Is JYNT stock worth researching?

JYNT stock presents a speculative investment opportunity. While the company exhibits a negative P/E ratio and profit margin, its growth potential lies in its franchise expansion and increasing same-store sales. Investors may want to evaluate the risks associated with its current financial performance, including its high beta of 1.32, indicating higher volatility compared to the market. A successful investment hinges on the company's ability to improve profitability, expand its clinic network, and capitalize on the growing demand for accessible chiropractic care. Close monitoring of key metrics is crucial for assessing the investment's viability.

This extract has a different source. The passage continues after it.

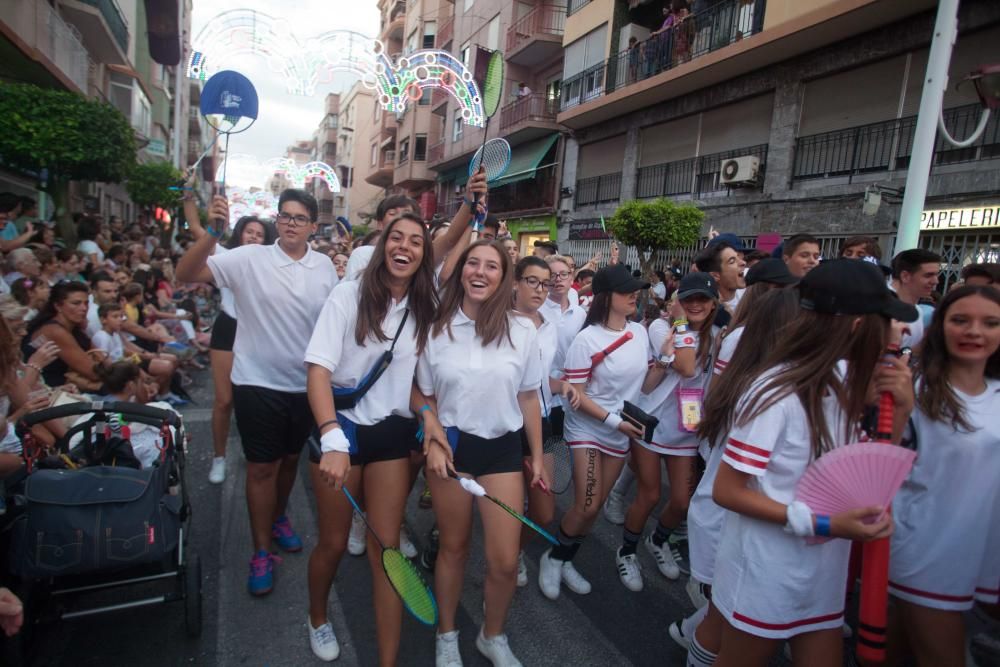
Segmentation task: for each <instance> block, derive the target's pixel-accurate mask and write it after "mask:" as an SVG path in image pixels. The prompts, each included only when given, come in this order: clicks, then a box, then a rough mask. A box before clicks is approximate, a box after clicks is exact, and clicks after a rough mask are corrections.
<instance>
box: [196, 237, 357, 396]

What are the main risks for JYNT?

The Joint Corp. faces several key risks. Its negative profit margin poses a significant threat to its financial stability. Changes in healthcare regulations could impact the demand for chiropractic services or increase compliance costs. An economic downturn could reduce consumer spending on discretionary healthcare services, affecting revenue. The company also faces competition from established chiropractic practices and alternative healthcare providers. Furthermore, reliance on franchise sales for growth exposes the company to risks associated with franchisee performance and recruitment. Effective risk management is crucial for The Joint Corp.'s long-term success.

What are the key factors to evaluate for JYNT?

The Joint Corp. (JYNT) currently holds an AI score of 51/100, indicating moderate score. Key strength: Scalable franchise model.. Primary risk to monitor: Ongoing: Negative profit margin impacting financial stability.. This is not financial advice.

How frequently does JYNT data refresh on this page?

JYNT prices update in real time during U.S. market hours (9:30 AM-4:00 PM ET, weekdays). Fundamentals refresh after quarterly or annual filings. Analyst ratings and AI insights update daily. News is aggregated continuously from financial sources.

What has driven JYNT's recent stock price performance?

Recent price movement in The Joint Corp. (JYNT) can be influenced by earnings results, analyst revisions, sector rotation, and broader market sentiment. Notable catalyst: Scalable franchise model.. Check the News and Technical Analysis tabs for the latest drivers. Past performance does not predict future results.

Should investors consider JYNT overvalued or undervalued right now?

Determining whether The Joint Corp. (JYNT) is overvalued or undervalued requires examining multiple metrics. Compare valuation ratios (P/E, P/S, EV/EBITDA) against sector peers for a comprehensive view.

What research should beginners do before buying JYNT?

Before investing in The Joint Corp. (JYNT), research these four areas: (1) the company's revenue model and competitive position (see Company Overview), (2) financial health through revenue growth, margins, and cash flow (see MoonshotScore), (3) what Wall Street analysts recommend and their price targets (see Analyst tab), and (4) specific risk factors that could impact the stock (see Risk Factors section).

Disclaimer: This content is for informational purposes only and does not constitute investment advice. Always do your own research and consult a financial advisor.

Official Resources

Price as of Analysis updated AI Score refreshed daily
Data Sources & Methodology
Market data powered by Financial Modeling Prep & Yahoo Finance. AI analysis by Stock Expert AI proprietary algorithms. Technical indicators via industry-standard calculations. Last updated: .

Data provided for informational purposes only.

Analysis Notes
  • Financial data may be outdated.
  • Future performance is subject to market conditions and company-specific factors.